1988 : le massacre des prisonniers politiques iraniens

La grande vague d'exécutions de prisonniers politiques en 1988 est le pire cas de violations des droits humains en Iran. Khomeiny a déclaré en juillet de cette année : « Les prisonniers qui ont insisté et continuent d’insister sur leur position pour soutenir les Monafeghine ((terme péjoratif du régime pour les Moudjahidine du peuple, OMPI) sont mohareb (ennemi de Dieu) et sont condamnés à mort. Si la personne à n'importe quel stade maintient son soutien aux Monafeghine, la sentence est l'exécution. Anéantissez les ennemis de l'islam immédiatement. »

Des « comités » de la mort ont été formés à travers le pays qui ont abouti à l'exécution de 30.000 prisonniers politiques dont la grande majorité étaient des militants de l'organisation des Moudjahidine du peuple d'Iran qui refusaient de renier leurs engagements. (Lire la suite)

Un crime contre l'humanité : il est temps de traduire les coupables en justice
Amnesty International a publié une communiqué en 2007 qui déclarait que «l'autorisation pour les exécutions a été ordonnée par les plus hauts instances iraniennes (...) Amnesty International estime que ces exécutions sont des crimes contre l'humanité (...) Les exécutions de 1988 doivent faire l'objet d'une enquête impartiale et indépendante, et tous ceux qui étaient responsables doivent être traduits en justice et obtenir des peines appropriées. ».

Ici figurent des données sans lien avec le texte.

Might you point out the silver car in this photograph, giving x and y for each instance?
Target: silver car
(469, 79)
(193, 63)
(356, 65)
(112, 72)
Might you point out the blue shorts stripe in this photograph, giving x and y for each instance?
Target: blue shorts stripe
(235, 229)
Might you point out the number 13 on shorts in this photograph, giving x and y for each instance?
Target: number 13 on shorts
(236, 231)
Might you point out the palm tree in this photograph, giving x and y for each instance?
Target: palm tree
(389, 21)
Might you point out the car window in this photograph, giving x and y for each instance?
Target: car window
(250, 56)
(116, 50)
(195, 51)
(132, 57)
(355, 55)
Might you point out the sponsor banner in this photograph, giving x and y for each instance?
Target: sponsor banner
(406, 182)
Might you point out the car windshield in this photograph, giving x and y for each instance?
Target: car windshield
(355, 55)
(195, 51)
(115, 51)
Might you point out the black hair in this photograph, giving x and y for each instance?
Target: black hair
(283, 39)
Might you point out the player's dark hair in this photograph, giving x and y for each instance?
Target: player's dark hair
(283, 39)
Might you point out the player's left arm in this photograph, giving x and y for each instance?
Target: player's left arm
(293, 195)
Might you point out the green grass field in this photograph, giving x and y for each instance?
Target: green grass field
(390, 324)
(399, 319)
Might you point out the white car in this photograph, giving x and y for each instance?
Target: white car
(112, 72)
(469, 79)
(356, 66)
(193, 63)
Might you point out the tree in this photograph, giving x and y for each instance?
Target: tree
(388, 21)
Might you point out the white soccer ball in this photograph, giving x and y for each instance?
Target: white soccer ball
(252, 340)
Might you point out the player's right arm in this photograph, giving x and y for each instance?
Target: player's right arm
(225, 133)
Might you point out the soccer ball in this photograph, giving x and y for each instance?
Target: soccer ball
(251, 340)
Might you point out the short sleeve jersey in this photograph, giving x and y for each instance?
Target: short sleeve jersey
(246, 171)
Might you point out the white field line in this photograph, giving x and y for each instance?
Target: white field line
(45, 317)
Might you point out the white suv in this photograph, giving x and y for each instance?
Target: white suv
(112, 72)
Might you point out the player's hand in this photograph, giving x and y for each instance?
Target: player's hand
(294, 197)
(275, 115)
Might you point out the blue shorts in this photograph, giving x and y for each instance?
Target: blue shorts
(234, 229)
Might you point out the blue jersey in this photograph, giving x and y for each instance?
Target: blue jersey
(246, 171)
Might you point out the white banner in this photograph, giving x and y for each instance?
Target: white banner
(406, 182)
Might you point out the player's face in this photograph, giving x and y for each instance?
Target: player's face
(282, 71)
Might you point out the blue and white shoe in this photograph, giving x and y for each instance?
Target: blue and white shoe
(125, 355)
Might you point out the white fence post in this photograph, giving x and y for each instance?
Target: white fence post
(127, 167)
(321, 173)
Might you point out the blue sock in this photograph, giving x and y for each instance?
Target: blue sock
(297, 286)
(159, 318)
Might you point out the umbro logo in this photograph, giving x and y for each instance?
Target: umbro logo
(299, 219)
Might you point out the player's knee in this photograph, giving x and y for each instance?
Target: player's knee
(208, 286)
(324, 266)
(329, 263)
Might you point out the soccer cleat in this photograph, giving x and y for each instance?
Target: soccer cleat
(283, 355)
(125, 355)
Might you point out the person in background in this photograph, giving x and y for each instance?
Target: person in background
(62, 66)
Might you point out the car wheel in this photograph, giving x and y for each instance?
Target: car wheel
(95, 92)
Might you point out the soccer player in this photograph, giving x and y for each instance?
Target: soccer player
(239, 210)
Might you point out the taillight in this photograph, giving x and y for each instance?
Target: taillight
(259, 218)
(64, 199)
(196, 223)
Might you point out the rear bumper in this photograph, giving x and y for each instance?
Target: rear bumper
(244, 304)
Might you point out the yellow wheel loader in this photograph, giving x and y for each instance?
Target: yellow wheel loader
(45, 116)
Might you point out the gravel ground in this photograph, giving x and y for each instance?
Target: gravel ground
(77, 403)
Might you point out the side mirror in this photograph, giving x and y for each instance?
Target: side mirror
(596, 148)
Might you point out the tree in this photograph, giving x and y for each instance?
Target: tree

Alors que les criminels de guerre de la Seconde Guerre mondiale sont toujours en fuite, les responsables du massacre de 1988 comptent encore parmi les plus hauts responsables du régime iranien et continuent d’utiliser le terme "mohareb" comme un outil judiciaire pour les condamnations à mort contre les dissidents.

Traduire en justice les responsables de ce crime effroyable est indispensable pour éviter sa répétition. La communauté internationale a une responsabilité indiscutable pour faire justice dans ce dossier.

Appel pour une enquête de l'ONU
À l'occasion du 25e anniversaire du « massacre des prisons », nous exhortons le Haut Commissariat des Nations Unies aux droits de l'homme, le Conseil des droits de l'homme et le Rapporteur spécial sur la situation des droits de l'homme en Iran, à former une commission d'enquête sur le massacre de 1988 et à renvoyer immédiatement le dossier de ce crime au Conseil de sécurité des Nations Unies. Ce Conseil doit former un tribunal spécial pour faire la lumière dans ce dossier et engager des poursuites contre les auteurs de ce massacre. Nous proposons également qu’une journée de commémoration soit désignée pour les prisonniers politiques massacrés en 1988 en Iran.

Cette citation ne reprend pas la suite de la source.